Some functionality, like the canvas-to-SVG of d3-path, can be useful in some corner cases, but the real value of learning D3 comes from learning the different visualization methods, like hulls, contours, voronoi polygons and chord diagrams. Understanding how they take different forms of data and derive drawing instructions can help you to understand how data can be transformed for your applications and how those transformations interplay.

THE GEO PARTS

While definitely a part of the data visualization area of D3, d3-geo is likely too specific and not as easily integrated across different design cases as the broader data visualization pieces. Its popularity is well justified as D3 has become something of a playground for neogeographers experimenting with cartograms, raster reprojection and other geographic geekery.

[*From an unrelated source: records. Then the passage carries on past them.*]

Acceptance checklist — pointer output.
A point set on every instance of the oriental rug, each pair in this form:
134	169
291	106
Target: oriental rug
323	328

It consists of a million projections, an entire projection streaming system, functions for translating GeoJSON to paths, finding centroids and bounding boxes (use d3-polygon if you want this for generic geometries). A lot of spherical math and spherical shapes and steradians.

D3 lets you make simple choropleth maps easily but with a high learning curve if you’re not a GIS professional or a map nerd. Given the innovations happening in the WebGL mapping space, if you’re looking to make maps you might want to first explore kepler.gl or Mapbox.

Why this matters

People have a hard time learning D3. If you’re expected to learn the DOM manipulation part first it can be a barrier especially when you’re working on a project where that’s already being handled. The point of learning D3 is to learn how to create data visualization products, and that’s really just part of the library that you can focus on instead of the supplemental functionality.

It limits the combinatorial quality of D3 if people think of it as a self-contained ecosystem. Data visualization and charts are about mapping data attributes to visual features. That should be the focus of anyone trying to learn a library that does data visualization, not DOM management. There are lots of tools for managing the DOM and all of them can integrate the data visualization functions in D3, which will only increase the amount of sophisticated data visualization being done.

You might find using D3 for everything to be particularly suitable for your practice. That’s great! You should buy my book, since it explains how to use all those bits. But I’ve found that this is often not the case with people coming to learn D3 and as a result the data visualization community loses out on contributions from developers who really just wanted to do data visualization. For them, I hope I’ve done a decent job of defining where they should look and what they should focus on when it comes to learning D3.

For those who have already mastered D3, I hope this has helped describe just how complex and eclectic and opinionated the library can appear to outsiders (And I didn’t even get into all the function chaining…). Let’s not assume that the way we learned or use D3 is the only way to do it, even if that means evolving our practice.